Spring is a time for renewal and to celebrate the cycle of life and honor Unci Maka, Grandmother Earth. For Dakota people, the arrival of spring meant the arrival of a new season’s resources. To better understand Dakota lifeways, it is necessary to understand the patterns associated with seasonal subsistence activities.
Camps moved to locations where sap was abundant, near a maple forest. Traditionally, the Dakota gathered sap in the springtime using handmade spiles and hollowed-out canoes or troughs. Then the sap was boiled down to make maple syrup, sugar, and sweets and was then stored in birch bark or parfleche (rawhide) containers. While women gathered sugar, men hunted muskrats or fished in frozen rivers and lakes.

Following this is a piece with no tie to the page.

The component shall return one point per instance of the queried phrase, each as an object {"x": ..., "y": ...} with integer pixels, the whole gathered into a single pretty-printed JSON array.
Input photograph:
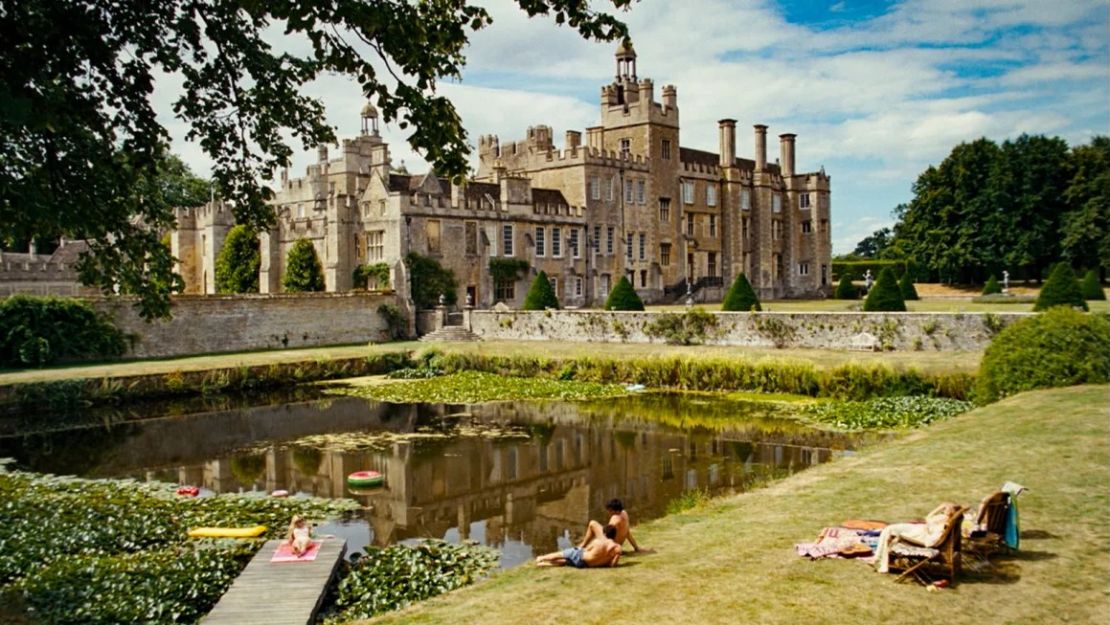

Today, Dakota people have carried on the tradition of gathering maple sap. The SMSC owns several sugarbushes throughout the Community, which are tapped by Community Members and SMSC staff. Some of the collected sap is made into pure maple syrup at Wozupi Tribal Gardens and is available for purchase at Mazopiya, the Shakopee Dakota Convenience Stores, and the casino gift shops.
SEASONAL LIFEWAYS AND THE DAKOTA LANGUAGE INSPIRED MANY MINNESOTA PLACE NAMES, INCLUDING CANHANSKA, MEANING “A SUGAR CAMP.” TODAY, MINNESOTANS KNOW THIS PLACE AS CHANHASSEN, A CITY LOCATED ABOUT 10 MILES NORTH OF THE SMSC.